As holders of the Migration Consulting Competency from AWS, we are often deeply involved in cloud migration projects. We recently tackled a seemingly straight forward migration of an on-premise Postgres database to AWS Aurora. This database was a data warehouse that was shared by many teams and contained more than 60 schemas with over 8TB of data.
Since this system was used for business operations, we wanted a migration strategy that would limit or eliminate downtime.
The Database Migration Service advertises itself as a serverless solution for migrating data from an on-premise database to an RDS database without downtime by leveraging Change Data Capture events.
While proving out this service, we encountered two insurmountable issues; Firstly, DMS had an issue with the extensive use of Postgres table inheritance.
It would see records in the child tables as appearing in both the parent table as well as the child.
Secondly, this particular database included many large tables that contained TEXT
columns full of JSON.
In our testing, these columns would regularly fail to load into the Aurora RDS database or be extremely slow to load.
We then considered using a Snowball to move the data. This would allow us to create a local database dump within the data center, save it on the Snowball device, then AWS can load that dump into S3 and finally we restore the S3 file into the target database.

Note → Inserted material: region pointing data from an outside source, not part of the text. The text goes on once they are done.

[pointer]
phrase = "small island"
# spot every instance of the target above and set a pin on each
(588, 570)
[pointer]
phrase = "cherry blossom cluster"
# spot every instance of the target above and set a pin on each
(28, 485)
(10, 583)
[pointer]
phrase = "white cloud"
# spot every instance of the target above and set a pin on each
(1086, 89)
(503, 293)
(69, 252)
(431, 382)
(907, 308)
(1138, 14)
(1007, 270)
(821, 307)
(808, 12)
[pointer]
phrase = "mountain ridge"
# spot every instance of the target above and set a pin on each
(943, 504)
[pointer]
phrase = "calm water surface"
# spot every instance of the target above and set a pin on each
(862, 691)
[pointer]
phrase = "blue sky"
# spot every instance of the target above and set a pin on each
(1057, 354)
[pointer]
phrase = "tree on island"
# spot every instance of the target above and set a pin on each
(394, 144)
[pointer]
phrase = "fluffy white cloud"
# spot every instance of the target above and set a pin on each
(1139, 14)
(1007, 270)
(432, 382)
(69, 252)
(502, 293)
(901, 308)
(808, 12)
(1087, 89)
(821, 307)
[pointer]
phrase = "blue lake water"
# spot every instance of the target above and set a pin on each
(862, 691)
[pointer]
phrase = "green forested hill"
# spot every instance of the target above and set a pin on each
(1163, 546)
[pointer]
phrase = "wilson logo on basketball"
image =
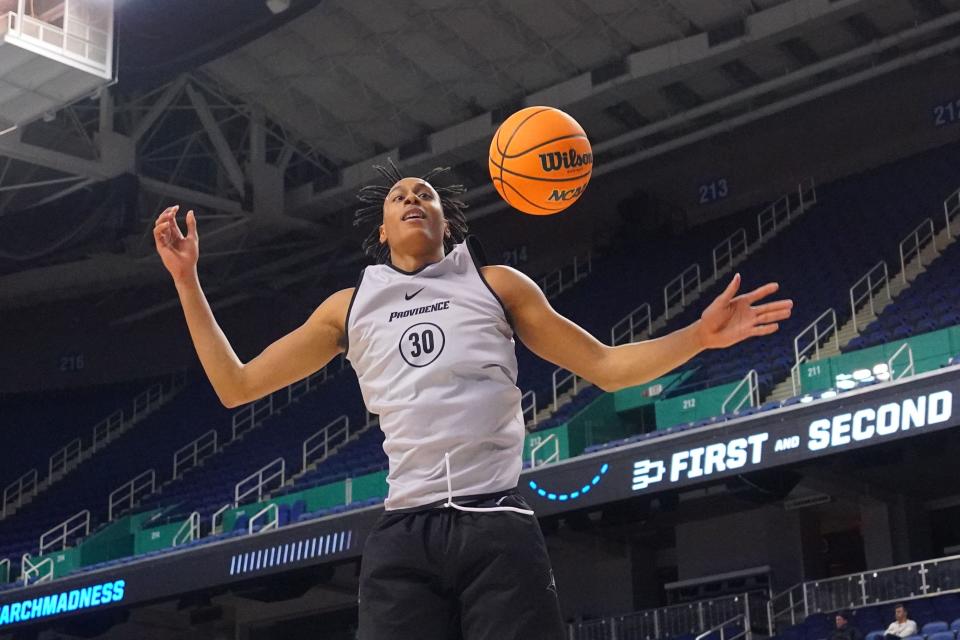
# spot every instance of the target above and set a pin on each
(559, 160)
(565, 195)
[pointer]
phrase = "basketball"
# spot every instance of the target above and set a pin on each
(540, 160)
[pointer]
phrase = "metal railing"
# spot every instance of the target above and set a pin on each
(272, 522)
(193, 454)
(560, 382)
(730, 251)
(107, 429)
(913, 245)
(30, 570)
(65, 458)
(79, 523)
(781, 213)
(795, 380)
(553, 457)
(677, 290)
(700, 618)
(250, 415)
(752, 396)
(330, 437)
(188, 531)
(146, 402)
(126, 495)
(528, 406)
(77, 39)
(807, 191)
(556, 282)
(868, 588)
(14, 493)
(219, 514)
(256, 483)
(909, 370)
(820, 333)
(721, 631)
(951, 210)
(635, 323)
(873, 282)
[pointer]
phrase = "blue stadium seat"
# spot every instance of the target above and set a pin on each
(934, 627)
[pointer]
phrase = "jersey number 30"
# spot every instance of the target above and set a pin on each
(421, 344)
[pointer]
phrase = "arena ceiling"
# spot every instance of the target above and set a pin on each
(337, 85)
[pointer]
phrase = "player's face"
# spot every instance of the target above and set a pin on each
(413, 220)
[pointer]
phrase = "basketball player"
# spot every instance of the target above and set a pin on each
(429, 331)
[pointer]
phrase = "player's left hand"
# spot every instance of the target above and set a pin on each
(731, 318)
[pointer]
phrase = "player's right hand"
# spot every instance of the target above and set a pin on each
(179, 253)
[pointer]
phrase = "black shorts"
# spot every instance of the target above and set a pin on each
(444, 574)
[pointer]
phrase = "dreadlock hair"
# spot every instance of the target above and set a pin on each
(374, 195)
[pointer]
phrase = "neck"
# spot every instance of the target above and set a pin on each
(415, 261)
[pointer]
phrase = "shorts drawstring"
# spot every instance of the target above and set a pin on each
(450, 503)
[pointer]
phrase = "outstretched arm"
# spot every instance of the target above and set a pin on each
(728, 320)
(293, 357)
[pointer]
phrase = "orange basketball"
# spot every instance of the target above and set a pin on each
(540, 160)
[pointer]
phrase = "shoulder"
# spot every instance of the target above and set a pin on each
(513, 287)
(332, 312)
(507, 280)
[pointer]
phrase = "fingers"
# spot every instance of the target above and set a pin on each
(731, 289)
(165, 229)
(773, 316)
(764, 329)
(166, 214)
(191, 224)
(761, 292)
(773, 311)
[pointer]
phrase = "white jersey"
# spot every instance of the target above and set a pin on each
(434, 354)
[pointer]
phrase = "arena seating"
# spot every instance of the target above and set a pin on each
(938, 618)
(37, 424)
(836, 242)
(858, 221)
(931, 302)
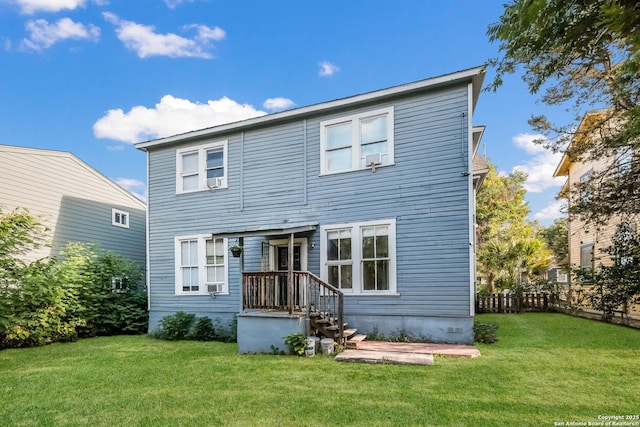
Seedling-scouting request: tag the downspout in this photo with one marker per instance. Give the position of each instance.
(147, 262)
(471, 196)
(290, 275)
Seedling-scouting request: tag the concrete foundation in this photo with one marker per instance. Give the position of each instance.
(264, 331)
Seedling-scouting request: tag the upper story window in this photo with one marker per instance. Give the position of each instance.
(585, 186)
(357, 142)
(359, 258)
(201, 265)
(201, 168)
(120, 218)
(623, 161)
(586, 260)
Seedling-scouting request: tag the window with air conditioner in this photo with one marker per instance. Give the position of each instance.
(201, 265)
(201, 168)
(356, 142)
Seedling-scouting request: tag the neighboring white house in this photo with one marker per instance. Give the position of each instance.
(75, 201)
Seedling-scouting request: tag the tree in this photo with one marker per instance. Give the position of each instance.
(510, 249)
(585, 53)
(501, 207)
(557, 238)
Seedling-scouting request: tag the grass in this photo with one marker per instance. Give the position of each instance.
(546, 369)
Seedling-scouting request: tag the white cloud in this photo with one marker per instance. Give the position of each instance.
(207, 33)
(170, 117)
(134, 186)
(278, 104)
(29, 7)
(143, 39)
(327, 69)
(540, 167)
(43, 35)
(553, 211)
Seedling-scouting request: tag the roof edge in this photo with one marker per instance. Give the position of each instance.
(475, 74)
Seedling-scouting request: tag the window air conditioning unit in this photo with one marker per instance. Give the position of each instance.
(214, 183)
(372, 160)
(215, 288)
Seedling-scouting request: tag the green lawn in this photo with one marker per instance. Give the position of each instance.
(546, 369)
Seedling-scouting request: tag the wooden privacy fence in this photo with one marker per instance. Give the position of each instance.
(517, 303)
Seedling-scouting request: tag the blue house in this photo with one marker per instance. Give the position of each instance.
(356, 213)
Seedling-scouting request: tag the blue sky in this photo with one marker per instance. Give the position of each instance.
(95, 76)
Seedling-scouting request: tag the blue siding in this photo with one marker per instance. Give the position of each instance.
(427, 191)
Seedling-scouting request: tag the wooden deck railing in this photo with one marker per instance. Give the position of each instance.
(516, 303)
(270, 291)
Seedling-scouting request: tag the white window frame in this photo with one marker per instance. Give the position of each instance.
(201, 151)
(357, 160)
(356, 255)
(119, 284)
(116, 218)
(202, 265)
(624, 161)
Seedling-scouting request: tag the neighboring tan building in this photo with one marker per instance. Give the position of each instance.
(76, 202)
(586, 242)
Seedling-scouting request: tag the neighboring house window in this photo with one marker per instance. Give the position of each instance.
(624, 242)
(120, 284)
(200, 261)
(201, 168)
(585, 190)
(359, 258)
(586, 257)
(119, 218)
(623, 161)
(354, 142)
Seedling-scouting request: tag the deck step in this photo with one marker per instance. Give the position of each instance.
(352, 342)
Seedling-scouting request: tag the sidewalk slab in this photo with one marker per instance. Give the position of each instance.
(446, 350)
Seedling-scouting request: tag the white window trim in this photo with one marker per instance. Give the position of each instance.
(356, 255)
(120, 212)
(202, 263)
(202, 166)
(357, 162)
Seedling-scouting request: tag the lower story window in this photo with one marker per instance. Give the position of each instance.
(359, 257)
(200, 261)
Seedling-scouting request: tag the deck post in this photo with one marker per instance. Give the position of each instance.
(290, 275)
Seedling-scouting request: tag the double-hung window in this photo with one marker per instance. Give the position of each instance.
(200, 261)
(119, 218)
(623, 161)
(585, 186)
(357, 142)
(586, 261)
(339, 262)
(201, 168)
(359, 258)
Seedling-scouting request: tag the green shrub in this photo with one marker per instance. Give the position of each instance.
(176, 326)
(485, 332)
(186, 326)
(296, 343)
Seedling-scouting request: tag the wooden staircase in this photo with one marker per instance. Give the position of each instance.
(322, 323)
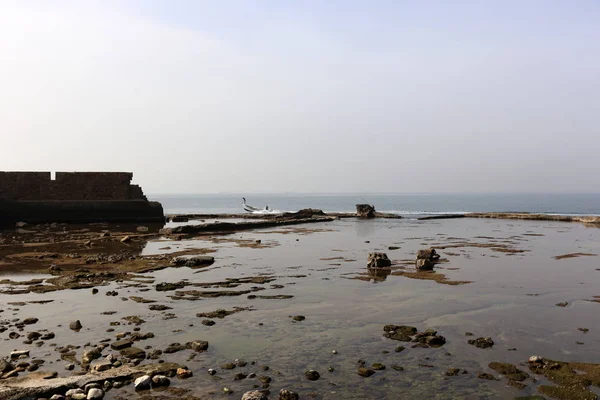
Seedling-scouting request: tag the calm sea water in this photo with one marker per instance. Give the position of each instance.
(404, 204)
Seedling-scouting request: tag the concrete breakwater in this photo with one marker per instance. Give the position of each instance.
(74, 197)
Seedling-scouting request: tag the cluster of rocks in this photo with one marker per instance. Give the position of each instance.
(102, 258)
(91, 391)
(482, 343)
(405, 333)
(284, 394)
(191, 262)
(378, 260)
(426, 259)
(8, 369)
(147, 382)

We ruled out this option because it would prevent us from making data changes between the dump and load steps, which could be several days to a week.
Finally, we landed on using the native pg_dump and pg_restore. This is the simplest way to move data between two Postgres databases. There are many ways to execute these commands, but a simple way that pipes directly between two database is to do something like the following:
pg_dump --host=source_server --dbname=source_db --format=custom | pg_restore --host=target_server --dbname=target_db --clean
For a small database, this could be executed on a workstation that has access to both the source and target servers. In our situation though, we were moving a large amount of data that would take hours to transfer. We also had a short amount of downtime and couldn’t afford to be reliant on manual steps.
In order to address the first concern, we decided to execute the dump/restore within AWS instead of locally. This shortens the network path between the databases and removes the reliability of a workstation from the mix. We could have spun up an EC2 instance. But, instead, we decided to create a Fargate Task Definition. Since we are just running native Postgres commands we can actually launch the public Postgres image. Here is an example Cloudformation snippet:
ECSCluster:
Type: AWS::ECS::Cluster
MigrationTask:
Type: AWS::ECS::TaskDefinition
Properties:
TaskRoleArn: !GetAtt TaskRole.Arn
ExecutionRoleArn : !GetAtt TaskRole.Arn
NetworkMode: awsvpc
RequiresCompatibilities: ["FARGATE"]
Cpu: 1
Memory: 2048
ContainerDefinitions:
- Name: postgres
Image: public.ecr.aws/docker/library/postgres:alpine
Essential: true
Environment:
- Name: SOURCE_HOST
Value: "source_host"
- Name: TARGET_HOST
Value: !GetAtt DatabaseCluster.Endpoint.Address
LogConfiguration:
LogDriver: awslogs
Options:
"awslogs-group": !Ref LogGroup
"awslogs-region": !Ref AWS::Region
"awslogs-stream-prefix": "db-migration"
Secrets:
- Name: SOURCE_PASSWORD
ValueFrom: !Sub "${SourceSecret.Arn}:password::"
- Name: TARGET_PASSWORD
ValueFrom: !Sub "${Database.MasterUserSecret.SecretArn}:password::"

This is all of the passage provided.